Nevertheless, grade 2 and 3 obesity (BMI 35 or greater) are associated
with increased mortality, so prevention and intervention are important.
But is that primarily a responsibility of providers in the health care
delivery system? Telling people to exercise and eat well is great
advice, but it is not very effective, especially since everyone already
knows that.

Prevention of obesity is more a function of society at large. Health
education, school nutrition programs, responsible food product design by
the industry, planning of communities to promote physical activity such
as walking, biking or hiking, and including breaks for physical activity
for those in sedentary occupations are types of measures that would take
place out in the community rather than within the health care delivery
system.

However, Grade 2 and 3 obesity do place a burden on the health care
delivery system because of their association with chronic diseases. The
policy community correctly emphasizes that the delivery system must
provide chronic disease services. But that isn't new. That is what
primary care professionals have been doing all along.

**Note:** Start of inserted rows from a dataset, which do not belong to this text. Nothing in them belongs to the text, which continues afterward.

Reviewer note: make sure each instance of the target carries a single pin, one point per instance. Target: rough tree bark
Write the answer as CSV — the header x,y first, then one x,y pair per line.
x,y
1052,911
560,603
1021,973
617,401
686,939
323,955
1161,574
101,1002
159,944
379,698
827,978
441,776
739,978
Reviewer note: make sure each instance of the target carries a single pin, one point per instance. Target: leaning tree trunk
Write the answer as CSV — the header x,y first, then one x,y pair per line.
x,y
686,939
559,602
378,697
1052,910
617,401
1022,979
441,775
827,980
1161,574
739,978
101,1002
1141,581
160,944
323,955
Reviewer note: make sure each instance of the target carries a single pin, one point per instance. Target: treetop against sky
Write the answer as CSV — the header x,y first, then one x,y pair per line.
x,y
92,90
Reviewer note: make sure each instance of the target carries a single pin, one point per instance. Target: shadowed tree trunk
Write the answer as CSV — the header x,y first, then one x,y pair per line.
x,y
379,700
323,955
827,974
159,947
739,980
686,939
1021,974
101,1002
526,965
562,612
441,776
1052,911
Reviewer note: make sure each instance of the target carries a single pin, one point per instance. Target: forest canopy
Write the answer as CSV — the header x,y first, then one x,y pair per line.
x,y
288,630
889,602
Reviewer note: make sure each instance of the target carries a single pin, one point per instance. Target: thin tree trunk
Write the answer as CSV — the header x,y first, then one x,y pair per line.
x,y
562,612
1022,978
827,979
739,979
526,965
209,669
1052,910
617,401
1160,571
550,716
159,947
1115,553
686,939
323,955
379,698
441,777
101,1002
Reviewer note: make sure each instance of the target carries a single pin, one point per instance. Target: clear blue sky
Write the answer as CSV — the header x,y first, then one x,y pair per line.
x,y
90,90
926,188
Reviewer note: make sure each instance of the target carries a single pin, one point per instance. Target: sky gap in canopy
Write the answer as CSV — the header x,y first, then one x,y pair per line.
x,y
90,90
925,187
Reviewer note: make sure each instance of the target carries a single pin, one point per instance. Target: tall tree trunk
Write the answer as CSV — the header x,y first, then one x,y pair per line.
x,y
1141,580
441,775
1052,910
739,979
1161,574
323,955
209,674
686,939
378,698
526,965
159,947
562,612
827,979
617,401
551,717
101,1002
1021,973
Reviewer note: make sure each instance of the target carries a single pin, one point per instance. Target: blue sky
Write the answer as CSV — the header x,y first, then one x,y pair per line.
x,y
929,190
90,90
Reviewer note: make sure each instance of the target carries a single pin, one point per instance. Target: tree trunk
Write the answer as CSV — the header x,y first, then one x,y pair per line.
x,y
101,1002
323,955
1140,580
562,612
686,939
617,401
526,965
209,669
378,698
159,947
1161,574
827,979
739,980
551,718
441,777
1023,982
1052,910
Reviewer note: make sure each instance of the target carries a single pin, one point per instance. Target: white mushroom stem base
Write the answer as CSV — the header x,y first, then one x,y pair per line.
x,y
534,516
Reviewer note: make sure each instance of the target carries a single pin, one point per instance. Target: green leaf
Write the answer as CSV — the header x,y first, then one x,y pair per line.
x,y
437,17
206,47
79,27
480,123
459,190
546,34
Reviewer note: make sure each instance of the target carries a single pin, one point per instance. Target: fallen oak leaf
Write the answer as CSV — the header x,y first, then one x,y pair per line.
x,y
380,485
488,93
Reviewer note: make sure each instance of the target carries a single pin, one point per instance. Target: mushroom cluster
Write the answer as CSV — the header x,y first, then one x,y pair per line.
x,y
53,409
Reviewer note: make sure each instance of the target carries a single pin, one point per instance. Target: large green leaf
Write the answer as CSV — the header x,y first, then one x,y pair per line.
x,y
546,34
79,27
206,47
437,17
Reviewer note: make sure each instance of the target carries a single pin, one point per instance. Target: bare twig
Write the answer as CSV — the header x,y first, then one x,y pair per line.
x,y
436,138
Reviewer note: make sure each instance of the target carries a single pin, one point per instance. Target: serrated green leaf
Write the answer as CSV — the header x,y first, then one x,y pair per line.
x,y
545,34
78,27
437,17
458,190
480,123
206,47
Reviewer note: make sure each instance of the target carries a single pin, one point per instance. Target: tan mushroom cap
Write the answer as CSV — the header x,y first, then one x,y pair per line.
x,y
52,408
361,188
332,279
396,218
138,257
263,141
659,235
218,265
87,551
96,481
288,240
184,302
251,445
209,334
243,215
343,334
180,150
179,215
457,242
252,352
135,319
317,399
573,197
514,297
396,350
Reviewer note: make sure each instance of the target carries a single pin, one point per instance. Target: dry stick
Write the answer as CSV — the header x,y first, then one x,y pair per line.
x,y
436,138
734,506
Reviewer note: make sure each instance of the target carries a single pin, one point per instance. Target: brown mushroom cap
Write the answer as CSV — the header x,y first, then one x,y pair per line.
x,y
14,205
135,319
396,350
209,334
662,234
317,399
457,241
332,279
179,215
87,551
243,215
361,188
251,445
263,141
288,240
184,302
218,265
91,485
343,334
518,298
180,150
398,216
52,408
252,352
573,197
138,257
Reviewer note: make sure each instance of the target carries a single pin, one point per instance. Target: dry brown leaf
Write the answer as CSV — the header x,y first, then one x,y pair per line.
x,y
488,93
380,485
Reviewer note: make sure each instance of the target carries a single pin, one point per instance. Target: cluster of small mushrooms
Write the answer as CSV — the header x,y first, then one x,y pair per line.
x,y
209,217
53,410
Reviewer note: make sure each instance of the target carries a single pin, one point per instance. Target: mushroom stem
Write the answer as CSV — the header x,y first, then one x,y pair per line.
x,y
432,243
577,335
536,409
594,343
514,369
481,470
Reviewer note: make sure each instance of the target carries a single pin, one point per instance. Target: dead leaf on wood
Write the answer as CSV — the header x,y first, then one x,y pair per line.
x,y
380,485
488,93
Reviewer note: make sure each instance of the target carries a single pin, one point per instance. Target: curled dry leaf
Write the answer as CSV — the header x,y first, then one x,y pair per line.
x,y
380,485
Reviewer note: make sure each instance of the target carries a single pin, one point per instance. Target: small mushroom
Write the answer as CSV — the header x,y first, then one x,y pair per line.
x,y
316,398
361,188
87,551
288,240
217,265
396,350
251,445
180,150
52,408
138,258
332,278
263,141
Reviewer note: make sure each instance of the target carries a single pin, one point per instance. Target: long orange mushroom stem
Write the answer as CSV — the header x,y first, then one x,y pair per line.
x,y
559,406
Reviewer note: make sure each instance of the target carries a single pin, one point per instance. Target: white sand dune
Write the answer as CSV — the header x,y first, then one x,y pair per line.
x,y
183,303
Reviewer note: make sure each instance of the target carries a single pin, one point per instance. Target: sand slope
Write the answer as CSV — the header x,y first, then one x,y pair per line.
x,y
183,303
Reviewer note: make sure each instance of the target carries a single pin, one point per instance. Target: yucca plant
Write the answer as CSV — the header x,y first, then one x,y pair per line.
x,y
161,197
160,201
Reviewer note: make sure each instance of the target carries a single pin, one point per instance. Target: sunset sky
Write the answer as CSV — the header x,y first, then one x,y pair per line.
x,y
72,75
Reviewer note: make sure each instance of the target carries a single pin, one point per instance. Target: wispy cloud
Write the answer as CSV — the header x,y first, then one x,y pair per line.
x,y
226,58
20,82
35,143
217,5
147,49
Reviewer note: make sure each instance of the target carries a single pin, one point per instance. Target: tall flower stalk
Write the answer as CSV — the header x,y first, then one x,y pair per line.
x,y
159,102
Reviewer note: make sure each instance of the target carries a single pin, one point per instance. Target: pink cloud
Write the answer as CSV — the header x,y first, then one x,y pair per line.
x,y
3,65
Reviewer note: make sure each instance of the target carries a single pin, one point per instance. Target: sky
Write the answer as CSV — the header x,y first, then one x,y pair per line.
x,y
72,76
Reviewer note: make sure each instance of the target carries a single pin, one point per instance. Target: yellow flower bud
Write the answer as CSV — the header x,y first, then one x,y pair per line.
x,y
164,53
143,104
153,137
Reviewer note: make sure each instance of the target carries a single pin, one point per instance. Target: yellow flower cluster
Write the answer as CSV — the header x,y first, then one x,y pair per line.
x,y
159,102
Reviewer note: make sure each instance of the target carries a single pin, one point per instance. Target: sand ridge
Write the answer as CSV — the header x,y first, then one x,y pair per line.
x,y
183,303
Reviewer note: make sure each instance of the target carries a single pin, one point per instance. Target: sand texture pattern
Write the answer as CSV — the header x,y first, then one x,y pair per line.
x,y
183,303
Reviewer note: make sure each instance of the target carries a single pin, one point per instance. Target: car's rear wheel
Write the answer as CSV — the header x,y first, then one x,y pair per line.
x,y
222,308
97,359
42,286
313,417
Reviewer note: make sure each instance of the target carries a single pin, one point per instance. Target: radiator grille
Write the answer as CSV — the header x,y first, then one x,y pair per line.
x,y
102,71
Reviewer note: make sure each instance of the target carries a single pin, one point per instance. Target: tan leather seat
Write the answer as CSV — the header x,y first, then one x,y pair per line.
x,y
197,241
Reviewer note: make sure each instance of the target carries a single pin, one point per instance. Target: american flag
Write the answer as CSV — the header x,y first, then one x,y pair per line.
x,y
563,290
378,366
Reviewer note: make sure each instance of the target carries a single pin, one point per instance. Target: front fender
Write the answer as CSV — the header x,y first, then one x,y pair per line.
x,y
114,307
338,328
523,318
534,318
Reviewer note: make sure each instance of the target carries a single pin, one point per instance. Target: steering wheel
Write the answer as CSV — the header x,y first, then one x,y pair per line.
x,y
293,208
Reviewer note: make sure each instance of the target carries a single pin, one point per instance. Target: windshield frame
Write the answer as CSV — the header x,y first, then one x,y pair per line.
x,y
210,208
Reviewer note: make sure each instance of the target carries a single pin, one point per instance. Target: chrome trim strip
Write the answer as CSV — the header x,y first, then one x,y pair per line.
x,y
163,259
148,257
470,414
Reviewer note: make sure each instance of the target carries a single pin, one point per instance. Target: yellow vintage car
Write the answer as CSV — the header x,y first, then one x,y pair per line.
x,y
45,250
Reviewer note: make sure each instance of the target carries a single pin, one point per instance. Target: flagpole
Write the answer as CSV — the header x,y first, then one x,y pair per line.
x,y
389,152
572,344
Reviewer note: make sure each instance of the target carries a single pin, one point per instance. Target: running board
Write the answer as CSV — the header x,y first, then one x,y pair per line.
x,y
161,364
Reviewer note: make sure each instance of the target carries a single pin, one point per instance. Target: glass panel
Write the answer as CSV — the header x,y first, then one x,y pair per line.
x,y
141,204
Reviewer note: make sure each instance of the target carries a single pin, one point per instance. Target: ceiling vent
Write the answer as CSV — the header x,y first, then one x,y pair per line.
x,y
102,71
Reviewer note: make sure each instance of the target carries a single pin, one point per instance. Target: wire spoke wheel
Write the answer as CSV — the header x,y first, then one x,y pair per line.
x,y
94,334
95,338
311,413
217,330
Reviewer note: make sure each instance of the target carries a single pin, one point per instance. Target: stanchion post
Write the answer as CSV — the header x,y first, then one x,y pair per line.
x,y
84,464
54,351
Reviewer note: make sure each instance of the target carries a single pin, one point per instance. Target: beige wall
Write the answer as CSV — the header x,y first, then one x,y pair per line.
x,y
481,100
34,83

What is a problem is that there has been a misplaced emphasis on chronic
disease management as if that were a new solution to health care cost
and quality issues. This has led to ineffectual tinkering by promoting
nebulous models such as accountable care organizations. The efforts
would be better directed toward reinforcing the primary care infrastructure.

If we really do want to improve the management of health care spending
while improving quality we need to implement fundamental structural
reform of our health care financing system by enacting a single payer,
improved Medicare for all. It's a system that would work great for all
of us, even for those of us who are overweight.